Just think, a few short weeks ago, I'd never even heard the term, and already I feel I could become dangerously addicted to trolling around the web looking for old stock certificates and other money-related paraphernalia.
My prime trolling stop has been at Scripophily.com, where I've found a Genuity certificate for $49.95.
If only I'd had the presence of mind to take possession of an actual physical certificate or two, my Genuity stock could have been worth something.
As it turned out, those thousand shares I purchased at the low-low pre-IPO price of $11 were worth nothing!
By the time us lucky insiders could sell, 6 months after Genuity's IPO, the stock price was nearing zero and the stock had been delisted.
Even though the $49.95 price is $20 off the old price, I'd be happy with the $49.95.
Alas, I must draw comfort from having gotten a few years worth of capital losses to deduct.

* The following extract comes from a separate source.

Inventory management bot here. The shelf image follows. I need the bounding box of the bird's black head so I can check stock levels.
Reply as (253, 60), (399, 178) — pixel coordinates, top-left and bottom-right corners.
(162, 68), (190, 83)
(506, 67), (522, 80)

Now, I actually did have some real Wang stock certificates, but I must have given them the heave-ho at some point or another. Or did I have to surrender them to get some warrants for something else that turned out to be worthless?
In any case, I just did a cursory flip through my (paper) files, and couldn't find any of those beauties.
Too bad. They were nice red ones, and looked a lot like the ones available for $89.95.
This historic document was printed by the American Banknote Company and has an ornate border around it with a vignette of an allegorical woman. This item has the printed signatures of the company’s president, An Wang and its treasurer. This certificate is over 21 years old and very hard to find.
Hey, my Wang stock certificates are over 21 years old, too. And they're hard to find - at least they're not in my filing cabinet.
And, ah, the vignette of the allegorical woman!
What might the allegorical woman have told us?
Abandon the mini-computer business before it's too late? Let someone other than Dr. Wang make a decision in this company? Screw the lightbulbs back in in those dark halls, or someone might fall and hurt themselves?
Alas, we will never know what the allegorical woman might have been able to help us with.
Clearly, we were no match for our arch-rival Digital Equipment, which managed to outlast Wang by quite a few years.
Even in death, they out do Wang. DEC stock certificates are going for $395. Even Data General's are running for $195.
Life is unfair! Death is unfair!
I can't stop trolling, there's too much of interest on this site.
Stop, stop, stop before I go off on a daffy, unhealthy stock certificate buying spree. I've been such a poor judge of actual stocks themselves, perhaps I can pick some defunct company certificates that will appreciate in value...
And speaking of daffy, here's a beauty on sale for only for only $195!
Oh, I know, Daffy is Warner Brothers, Goofy is Disney, but wouldn't I love to own this one:
A 1944 Disney war bond $195. I must have it now! And, I know it pre-dated me, but is it too late to help that particular war effort? It sure was worth winning, wasn't it?
Now that I look at the bond, I see Mickey, but where's Minnie? I see Donald, but where's Daisy? The Seven Dwarfs, but no Snow White. There's Bambi - but wasn't Bambi a boy? Is that other deer-like thing Bambi's mother? Probably - only she dies!
Come on, Walt, women participated in the war effort, too. Just ask Eleanor Roosevelt. And Rosie the Riveter. And my mother's friend Ethel, who was a WAVE.